As investors seek to steer toward sustainable investment options, palm oil may seem like a safe and ethical option. Further digging into what goes on behind the scenes of modern palm-oil production reveals a myriad of abuses against the environment, wildlife and local communities. Can economies benefit from palm oil without causing harm?
The Indonesian government is failing to protect the rights of communities living on or near peatland converted to commercial agriculture. It is also permitting the widescale destruction of one of the world’s most important carbon sinks, Human Rights Watch said.
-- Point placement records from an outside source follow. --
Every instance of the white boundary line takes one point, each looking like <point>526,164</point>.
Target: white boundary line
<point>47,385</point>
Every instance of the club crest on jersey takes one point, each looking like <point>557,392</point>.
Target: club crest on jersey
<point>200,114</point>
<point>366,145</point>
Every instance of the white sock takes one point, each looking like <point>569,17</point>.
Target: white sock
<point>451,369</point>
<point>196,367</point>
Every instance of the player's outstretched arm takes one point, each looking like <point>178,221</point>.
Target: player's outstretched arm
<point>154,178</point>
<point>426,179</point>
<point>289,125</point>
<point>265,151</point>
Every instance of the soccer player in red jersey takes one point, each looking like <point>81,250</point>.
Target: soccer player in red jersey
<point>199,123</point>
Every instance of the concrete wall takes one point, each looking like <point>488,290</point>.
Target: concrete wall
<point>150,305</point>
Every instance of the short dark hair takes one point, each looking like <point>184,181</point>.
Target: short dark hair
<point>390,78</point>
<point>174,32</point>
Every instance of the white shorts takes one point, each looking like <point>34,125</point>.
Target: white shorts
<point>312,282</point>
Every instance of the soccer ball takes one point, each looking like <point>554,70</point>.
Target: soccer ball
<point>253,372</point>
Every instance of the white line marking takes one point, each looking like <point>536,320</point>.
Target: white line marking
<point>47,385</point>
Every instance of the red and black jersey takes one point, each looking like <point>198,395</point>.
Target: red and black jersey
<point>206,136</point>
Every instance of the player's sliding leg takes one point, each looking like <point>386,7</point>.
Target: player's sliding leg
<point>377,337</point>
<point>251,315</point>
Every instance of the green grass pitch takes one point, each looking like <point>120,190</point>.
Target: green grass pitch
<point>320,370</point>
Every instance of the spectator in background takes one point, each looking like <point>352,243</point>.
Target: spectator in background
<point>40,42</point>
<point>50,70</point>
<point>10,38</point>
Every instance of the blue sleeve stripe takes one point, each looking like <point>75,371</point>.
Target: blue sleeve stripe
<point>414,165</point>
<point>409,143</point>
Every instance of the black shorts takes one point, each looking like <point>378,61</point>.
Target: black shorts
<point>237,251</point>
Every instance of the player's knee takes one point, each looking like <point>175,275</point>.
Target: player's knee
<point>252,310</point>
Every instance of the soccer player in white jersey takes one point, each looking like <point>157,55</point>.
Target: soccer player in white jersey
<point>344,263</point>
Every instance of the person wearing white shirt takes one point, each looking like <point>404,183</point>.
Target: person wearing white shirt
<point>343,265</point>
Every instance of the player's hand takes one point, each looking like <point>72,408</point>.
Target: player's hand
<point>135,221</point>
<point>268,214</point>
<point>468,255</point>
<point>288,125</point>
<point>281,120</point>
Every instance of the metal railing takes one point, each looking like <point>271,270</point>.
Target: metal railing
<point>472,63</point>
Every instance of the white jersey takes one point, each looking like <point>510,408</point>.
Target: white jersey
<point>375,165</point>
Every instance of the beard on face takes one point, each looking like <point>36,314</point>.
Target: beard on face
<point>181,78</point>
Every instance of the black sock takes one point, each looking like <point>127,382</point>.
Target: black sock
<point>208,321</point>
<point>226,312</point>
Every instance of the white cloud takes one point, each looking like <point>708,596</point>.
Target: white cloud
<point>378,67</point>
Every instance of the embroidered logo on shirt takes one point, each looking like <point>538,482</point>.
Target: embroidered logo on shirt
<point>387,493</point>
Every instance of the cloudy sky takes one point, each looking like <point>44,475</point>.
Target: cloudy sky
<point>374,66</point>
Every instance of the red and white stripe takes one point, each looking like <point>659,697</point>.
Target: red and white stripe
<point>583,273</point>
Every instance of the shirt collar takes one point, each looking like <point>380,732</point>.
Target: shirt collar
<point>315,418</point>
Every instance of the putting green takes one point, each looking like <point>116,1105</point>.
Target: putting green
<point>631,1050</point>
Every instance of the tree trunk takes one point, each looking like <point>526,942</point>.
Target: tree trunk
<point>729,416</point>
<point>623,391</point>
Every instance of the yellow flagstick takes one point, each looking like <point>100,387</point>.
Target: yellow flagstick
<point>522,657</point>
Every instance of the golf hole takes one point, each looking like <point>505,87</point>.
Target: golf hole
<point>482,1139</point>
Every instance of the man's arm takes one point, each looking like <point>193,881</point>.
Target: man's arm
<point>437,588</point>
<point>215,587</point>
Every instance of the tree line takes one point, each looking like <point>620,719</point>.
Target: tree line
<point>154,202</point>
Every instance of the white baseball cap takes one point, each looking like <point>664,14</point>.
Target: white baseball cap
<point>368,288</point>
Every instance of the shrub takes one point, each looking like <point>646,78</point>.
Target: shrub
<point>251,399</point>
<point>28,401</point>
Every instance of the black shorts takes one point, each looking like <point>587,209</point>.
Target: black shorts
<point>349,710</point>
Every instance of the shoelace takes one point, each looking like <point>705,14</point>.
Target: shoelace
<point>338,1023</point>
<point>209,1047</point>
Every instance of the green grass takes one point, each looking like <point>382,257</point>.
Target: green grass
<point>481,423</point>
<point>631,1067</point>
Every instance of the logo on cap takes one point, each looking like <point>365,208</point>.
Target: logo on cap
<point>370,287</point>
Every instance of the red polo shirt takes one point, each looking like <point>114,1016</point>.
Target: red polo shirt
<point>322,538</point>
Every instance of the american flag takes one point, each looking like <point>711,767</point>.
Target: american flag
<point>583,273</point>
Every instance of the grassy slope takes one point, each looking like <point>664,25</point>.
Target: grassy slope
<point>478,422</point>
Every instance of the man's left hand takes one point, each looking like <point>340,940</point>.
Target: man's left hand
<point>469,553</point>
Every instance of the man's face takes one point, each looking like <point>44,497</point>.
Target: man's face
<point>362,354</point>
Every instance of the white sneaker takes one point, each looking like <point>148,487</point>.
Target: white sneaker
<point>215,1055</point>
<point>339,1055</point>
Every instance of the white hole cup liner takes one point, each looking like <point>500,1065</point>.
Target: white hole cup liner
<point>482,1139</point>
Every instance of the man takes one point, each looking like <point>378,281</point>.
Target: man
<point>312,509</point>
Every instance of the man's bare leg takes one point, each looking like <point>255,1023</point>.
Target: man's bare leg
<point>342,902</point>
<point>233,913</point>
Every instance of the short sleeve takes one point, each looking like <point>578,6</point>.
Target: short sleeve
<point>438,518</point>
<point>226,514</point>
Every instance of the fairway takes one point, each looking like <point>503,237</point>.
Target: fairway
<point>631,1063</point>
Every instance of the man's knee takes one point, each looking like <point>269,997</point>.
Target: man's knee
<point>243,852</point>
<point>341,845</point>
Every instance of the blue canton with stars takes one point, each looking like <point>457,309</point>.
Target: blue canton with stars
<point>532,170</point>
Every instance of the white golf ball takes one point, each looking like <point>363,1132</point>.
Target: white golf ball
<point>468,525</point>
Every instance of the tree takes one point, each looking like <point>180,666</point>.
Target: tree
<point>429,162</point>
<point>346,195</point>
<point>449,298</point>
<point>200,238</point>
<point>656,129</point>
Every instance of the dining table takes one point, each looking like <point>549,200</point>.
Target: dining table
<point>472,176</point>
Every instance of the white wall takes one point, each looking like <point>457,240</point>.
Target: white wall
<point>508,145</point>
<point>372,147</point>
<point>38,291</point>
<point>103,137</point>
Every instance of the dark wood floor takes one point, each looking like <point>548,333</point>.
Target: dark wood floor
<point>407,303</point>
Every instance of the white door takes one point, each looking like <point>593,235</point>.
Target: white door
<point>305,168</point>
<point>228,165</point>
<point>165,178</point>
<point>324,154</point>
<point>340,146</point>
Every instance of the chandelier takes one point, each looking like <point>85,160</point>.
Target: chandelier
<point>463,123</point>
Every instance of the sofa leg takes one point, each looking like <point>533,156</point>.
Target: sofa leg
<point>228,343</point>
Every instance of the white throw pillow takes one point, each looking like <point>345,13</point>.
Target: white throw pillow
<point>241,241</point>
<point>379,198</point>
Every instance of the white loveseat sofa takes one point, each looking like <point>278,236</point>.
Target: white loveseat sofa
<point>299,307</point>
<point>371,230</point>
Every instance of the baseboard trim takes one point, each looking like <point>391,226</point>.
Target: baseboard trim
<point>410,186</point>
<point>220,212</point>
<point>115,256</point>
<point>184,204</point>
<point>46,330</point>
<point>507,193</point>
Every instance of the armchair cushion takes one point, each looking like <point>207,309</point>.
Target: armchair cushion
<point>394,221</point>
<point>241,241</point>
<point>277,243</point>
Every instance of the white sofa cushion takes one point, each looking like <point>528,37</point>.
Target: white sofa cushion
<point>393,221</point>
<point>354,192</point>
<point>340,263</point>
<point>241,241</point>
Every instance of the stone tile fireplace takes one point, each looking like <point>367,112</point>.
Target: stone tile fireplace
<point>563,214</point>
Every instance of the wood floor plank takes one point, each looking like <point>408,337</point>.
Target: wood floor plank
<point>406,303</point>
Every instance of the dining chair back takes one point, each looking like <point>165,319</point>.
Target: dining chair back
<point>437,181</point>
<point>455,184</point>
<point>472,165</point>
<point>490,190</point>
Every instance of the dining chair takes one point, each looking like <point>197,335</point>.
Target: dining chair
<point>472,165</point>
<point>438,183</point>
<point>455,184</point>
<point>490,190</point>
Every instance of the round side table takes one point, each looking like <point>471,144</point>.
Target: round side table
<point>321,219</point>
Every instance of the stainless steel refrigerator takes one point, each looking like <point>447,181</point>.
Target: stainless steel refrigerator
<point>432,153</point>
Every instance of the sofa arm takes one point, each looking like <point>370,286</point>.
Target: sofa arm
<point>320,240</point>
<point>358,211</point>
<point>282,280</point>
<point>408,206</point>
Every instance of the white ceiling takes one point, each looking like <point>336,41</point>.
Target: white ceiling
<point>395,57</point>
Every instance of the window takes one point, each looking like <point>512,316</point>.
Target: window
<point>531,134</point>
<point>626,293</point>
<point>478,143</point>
The harm a palm oil plantation in western Kalimantan, Indonesia, is causing to the surrounding communities and the environment demonstrates the government’s failure to enforce its own policies and laws.
Summary
Peatlands are the largest terrestrial carbon store on earth, storing more carbon than all other vegetation types in the world combined. But once peatland is destroyed it releases carbon dioxide, a major greenhouse gas driving climate change, into the atmosphere. Worldwide, damaged peatlands are a major source of greenhouse gas emissions, annually releasing almost six percent of global anthropogenic CO2 emissions. The protection of peatlands is therefore a key component of global efforts to address the climate crisis.
Peatlands in Indonesia store an estimated 80 billion tons of carbon, equivalent to approximately 5 percent of all carbon stored in soil globally. At one time, Indonesia housed approximately 50 percent of the world’s total tropical peatlands, but that is rapidly diminishing as large-scale cultivation of these lands for oil palm plantations increases.